Why do I tell you not to bully other people? Because your atmosphere is determined by what you focus on and how you respond to those around you. If you treat people badly, do you like the circumstances that come from that? Isn’t it a nicer circumstance when you treat people with kindness and love? Don’t you see how treating others in a kind way usually calls forth kindness from them too?
These are practical life lessons. These help my children move forward in a way that will GROW them and move them toward healthy living, peace, and love.
I felt really grateful last night that I am able to use everyday experiences to teach my kids. And that they will sit and talk with me and listen and respond. I understand kids are kids. Teenagers are only a little bit open, but every time we talk even if only 1/10th of what I say is remembered … over time, that will hopefully help.
The goal is for my children to be happy and live a healthy peace filled life. Exactly how they live and what they choose to do? That’s up to them.
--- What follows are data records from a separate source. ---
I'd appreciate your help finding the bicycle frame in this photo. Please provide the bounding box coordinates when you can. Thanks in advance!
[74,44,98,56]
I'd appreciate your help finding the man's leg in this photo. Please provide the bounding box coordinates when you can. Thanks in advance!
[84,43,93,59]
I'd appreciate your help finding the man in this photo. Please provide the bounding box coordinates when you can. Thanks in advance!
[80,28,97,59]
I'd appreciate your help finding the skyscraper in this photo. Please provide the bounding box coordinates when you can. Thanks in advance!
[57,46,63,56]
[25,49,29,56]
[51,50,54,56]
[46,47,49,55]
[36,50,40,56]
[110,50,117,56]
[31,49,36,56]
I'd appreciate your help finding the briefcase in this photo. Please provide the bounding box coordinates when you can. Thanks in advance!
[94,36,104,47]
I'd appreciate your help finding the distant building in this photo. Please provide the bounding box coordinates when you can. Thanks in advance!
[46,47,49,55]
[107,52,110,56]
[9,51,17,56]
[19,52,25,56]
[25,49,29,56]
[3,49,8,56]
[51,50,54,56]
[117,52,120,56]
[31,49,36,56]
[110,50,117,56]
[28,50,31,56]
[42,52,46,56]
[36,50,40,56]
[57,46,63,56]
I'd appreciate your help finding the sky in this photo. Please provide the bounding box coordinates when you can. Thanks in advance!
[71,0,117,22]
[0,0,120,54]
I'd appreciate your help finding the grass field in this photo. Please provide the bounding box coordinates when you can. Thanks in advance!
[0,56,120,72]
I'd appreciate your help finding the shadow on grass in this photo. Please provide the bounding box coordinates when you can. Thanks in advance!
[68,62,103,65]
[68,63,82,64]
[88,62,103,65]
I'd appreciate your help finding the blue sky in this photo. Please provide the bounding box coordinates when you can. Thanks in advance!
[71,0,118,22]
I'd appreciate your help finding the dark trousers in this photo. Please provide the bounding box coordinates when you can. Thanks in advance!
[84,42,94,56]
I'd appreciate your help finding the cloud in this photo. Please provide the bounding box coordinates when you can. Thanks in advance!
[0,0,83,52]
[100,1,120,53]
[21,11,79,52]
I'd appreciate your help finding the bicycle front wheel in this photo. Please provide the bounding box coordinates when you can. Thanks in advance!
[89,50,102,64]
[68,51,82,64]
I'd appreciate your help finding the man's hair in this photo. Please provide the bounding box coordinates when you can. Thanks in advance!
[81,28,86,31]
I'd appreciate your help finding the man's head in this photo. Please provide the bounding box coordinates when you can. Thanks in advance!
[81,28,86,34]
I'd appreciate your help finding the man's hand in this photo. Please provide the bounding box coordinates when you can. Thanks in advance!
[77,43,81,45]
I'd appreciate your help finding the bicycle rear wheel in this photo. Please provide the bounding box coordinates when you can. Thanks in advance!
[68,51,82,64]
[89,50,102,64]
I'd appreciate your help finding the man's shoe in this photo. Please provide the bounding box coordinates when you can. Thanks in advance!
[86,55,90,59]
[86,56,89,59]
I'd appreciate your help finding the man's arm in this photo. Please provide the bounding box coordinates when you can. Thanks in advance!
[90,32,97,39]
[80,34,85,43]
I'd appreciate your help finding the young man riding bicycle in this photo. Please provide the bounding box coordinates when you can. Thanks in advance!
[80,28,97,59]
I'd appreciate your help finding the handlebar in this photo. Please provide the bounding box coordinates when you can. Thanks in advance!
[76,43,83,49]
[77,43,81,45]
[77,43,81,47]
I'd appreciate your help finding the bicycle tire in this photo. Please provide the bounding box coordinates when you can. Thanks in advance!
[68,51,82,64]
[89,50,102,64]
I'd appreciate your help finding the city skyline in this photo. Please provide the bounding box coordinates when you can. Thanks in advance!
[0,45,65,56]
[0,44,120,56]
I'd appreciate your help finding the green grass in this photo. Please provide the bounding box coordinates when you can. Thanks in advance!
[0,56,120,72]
I am not responsible for that part, my part is teaching them the hows and the whys and the “embrace peace” aspects.
If I do my part well, they will flourish and I will watch them grow into individuals who love life and who know how to respond to every circumstance in love. And when they don’t respond in a way that they like I hope they will learn to see what they did that wasn’t helpful and take that lesson and use it moving forward, understanding there isn’t a “bad” just a “that wasn’t what I was going for, what can I learn from this” response.
What an adventure right? I’m continually delighted by the experiences I am a part of and the lessons I’m able to teach and LEARN just in daily living.
Parenthood is certainly a learning experience for ALL involved. I sort of love it.